Machine Translating SQuAD1.1 with Google Cloud Translation API
This is an application for translating the popular Question Answering Dataset SQuAD using Machine Translation with Google Cloud Translation API.
!! WARNING CLOUD TRANSLATION CAUSES COSTS !!
You need a valid Google Cloud Platform (GCP) Account and an activated Cloud Translation API for real translation
(see Google's Setup Guide). Note that Cloud Translation API is NOT
for free and will cause high costs if you translate the whole dataset
(see Pricing). The
SQuAD training dataset (train-v1.1.json) has about 20 million characters, so translation costs will be over 400$.
You can also translate only a subset of the dataset using the -c parameter (see usage below) with the number of
characters to translate.
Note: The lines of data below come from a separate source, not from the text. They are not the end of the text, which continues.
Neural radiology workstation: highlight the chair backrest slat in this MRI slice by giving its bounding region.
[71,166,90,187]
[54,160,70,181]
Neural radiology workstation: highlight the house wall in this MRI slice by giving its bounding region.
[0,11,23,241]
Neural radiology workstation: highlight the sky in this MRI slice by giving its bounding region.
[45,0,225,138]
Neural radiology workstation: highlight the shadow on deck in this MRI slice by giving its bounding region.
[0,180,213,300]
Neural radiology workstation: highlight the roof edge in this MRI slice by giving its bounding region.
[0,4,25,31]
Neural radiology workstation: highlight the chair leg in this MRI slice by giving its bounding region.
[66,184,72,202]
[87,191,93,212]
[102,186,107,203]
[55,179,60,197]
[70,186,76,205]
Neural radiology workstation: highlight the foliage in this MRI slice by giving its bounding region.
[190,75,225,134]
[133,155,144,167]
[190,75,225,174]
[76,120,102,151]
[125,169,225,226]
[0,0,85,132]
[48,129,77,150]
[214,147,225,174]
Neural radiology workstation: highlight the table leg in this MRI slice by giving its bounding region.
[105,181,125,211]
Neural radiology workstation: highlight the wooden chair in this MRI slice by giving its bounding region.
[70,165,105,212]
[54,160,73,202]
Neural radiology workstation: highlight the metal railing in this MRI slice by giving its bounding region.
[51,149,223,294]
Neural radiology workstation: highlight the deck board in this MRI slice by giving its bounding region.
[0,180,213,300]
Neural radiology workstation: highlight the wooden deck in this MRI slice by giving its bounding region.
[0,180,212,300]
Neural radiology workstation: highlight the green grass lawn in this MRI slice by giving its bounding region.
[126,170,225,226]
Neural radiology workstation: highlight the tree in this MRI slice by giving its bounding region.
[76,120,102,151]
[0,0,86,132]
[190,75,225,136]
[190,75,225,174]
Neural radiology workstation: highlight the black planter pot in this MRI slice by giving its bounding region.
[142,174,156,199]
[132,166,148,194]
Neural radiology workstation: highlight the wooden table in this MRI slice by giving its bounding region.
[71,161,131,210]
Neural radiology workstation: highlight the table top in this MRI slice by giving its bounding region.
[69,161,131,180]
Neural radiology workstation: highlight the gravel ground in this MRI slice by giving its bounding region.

Note that the application will not stop exactly when this number is reached and will finish
the current paragraph to always output a valid JSON and SQuAD structure that can be used to continue translation or for
training Machine Learning Systems like BERT.
If you sign up new to GCP you get a 300$ free trial for 30 days, that you can use.
This application will create checkpoint files after each translated paragraph for reliability reasons and to allow to continue translation later on.
Use venv and install all required dependencies before usage
Needs PyTorch before installing flair: https://pytorch.org/get-started/locally/
If you get errors while installing flair, try to install tiny-tokenizer first: pip install tiny-tokenizer
Tested with Python 3.8 on Windows
Getting Help:
python translate_squad_1_1.py --help
Translate the whole dataset with default settings:
python translate_squad_1_1.py data/train-v1.1.json data/translated
Parameter -m
allows mocking the translations without using Google Translate. This is meant
for testing purposes, to see whether the JSON structure is correct or similar.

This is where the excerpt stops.